When bell hooks begins to discuss the social and political climate of America and the role and importance photography had for black people here, she repeatedly uses the word "apartheid" (pronounced uh-part-hate). For those who don't know / didn't look it up, it's an Afrikaans (language derived from Dutch and spoken in South Africa) word that describes the state-legislated segregation based on race that occurred in South Africa between about 1948 and 1991.
While I strongly believe that this word should never be allowed to die, lest we forget the atrocity, and should be used to draw attention to similar situations worldwide, I question bell hooks’s use of it in this context.
I presume that bell hooks used the word for the latter reason above – to paint a similar situation with the same brush, drawing a parallel that makes it more explicit. As a South African, though, I see this generalized calling-the-same as possibly taking away from the experience of South Africans of color.
I worry that people who understand the experience of Americans of color might, upon reading this article, equate the American experience of segregation to the experience of South Africans of color. I believe this would stereotype and grossly limit the South African experience and quash South Africans’ ability to articulate it for themselves.

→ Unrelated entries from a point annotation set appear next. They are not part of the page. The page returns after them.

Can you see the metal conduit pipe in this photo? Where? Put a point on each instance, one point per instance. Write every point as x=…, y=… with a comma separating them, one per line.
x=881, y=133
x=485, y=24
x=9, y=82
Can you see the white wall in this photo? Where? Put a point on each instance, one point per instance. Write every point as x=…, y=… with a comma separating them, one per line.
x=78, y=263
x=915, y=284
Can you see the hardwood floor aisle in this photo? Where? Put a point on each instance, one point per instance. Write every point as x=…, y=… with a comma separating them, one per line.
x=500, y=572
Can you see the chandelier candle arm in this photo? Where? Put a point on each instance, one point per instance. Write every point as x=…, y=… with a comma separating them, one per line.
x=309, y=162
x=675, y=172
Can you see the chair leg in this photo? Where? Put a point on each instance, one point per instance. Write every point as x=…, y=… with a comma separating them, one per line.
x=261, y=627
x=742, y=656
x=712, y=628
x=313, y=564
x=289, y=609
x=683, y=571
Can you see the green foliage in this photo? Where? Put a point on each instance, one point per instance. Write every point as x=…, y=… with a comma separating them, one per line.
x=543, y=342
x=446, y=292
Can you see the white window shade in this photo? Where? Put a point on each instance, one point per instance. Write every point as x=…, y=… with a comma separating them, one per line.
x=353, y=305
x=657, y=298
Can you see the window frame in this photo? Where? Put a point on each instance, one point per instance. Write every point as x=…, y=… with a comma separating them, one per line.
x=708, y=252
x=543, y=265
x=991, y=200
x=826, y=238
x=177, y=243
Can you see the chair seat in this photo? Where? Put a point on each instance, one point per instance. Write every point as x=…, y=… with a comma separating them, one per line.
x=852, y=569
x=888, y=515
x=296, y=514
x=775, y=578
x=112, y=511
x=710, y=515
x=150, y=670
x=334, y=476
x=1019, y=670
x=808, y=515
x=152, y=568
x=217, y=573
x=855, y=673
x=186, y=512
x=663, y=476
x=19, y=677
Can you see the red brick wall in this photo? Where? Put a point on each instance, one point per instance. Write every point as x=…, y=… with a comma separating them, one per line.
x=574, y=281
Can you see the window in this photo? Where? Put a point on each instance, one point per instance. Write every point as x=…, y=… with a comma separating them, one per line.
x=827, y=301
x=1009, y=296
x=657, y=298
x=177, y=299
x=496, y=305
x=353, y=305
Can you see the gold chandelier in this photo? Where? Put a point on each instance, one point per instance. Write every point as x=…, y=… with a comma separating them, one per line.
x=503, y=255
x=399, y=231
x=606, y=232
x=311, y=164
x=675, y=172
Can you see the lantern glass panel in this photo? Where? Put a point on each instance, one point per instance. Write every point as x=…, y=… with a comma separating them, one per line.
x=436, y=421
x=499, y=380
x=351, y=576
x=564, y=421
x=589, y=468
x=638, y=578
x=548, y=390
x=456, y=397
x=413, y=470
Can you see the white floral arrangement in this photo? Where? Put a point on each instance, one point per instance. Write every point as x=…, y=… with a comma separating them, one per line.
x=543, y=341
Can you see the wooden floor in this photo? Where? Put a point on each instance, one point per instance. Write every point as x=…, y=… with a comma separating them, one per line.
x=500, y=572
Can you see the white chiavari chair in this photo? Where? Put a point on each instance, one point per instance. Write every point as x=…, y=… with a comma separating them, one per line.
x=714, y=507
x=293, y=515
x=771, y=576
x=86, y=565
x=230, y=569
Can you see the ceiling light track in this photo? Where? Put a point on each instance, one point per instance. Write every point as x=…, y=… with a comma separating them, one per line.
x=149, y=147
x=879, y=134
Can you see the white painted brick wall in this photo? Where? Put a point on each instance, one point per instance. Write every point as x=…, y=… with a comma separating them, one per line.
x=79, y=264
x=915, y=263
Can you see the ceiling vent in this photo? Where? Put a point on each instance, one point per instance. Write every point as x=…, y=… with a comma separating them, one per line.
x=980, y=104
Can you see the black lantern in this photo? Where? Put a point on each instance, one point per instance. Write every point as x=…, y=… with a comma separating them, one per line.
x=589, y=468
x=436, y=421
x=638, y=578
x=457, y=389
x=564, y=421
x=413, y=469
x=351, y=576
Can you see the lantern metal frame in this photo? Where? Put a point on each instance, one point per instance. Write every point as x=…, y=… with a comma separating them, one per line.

I think there’s great power in realizing our sameness particularly in issues of marginalization, however, I now realize there is a danger too. Sometimes if we share a similar aspect or trait with an oppressed or marginalized group a subtle and often convenient shift can occur and we appropriate their entire experience. We can presume understanding and identify not because we know their situation but because we know ours; the danger then lying in the fact that we no longer need to listen to them because we understand their experience to be the same ours. We no longer need to go beyond ourselves because we define the other in terms of our experience. This can feel good because it reinforces our perceptions, however, it can be extremely harmful for the other because it denies them their’s and is a further marginalization as it reinterprets their experience from our perspective, not via it’s own authentic voice.
I realize that in discussing the “isms” or various oppressions of our societies it is good not to try and counter all the talk of difference with talk of sameness. I proprose to strive for a combination of and balance between the two.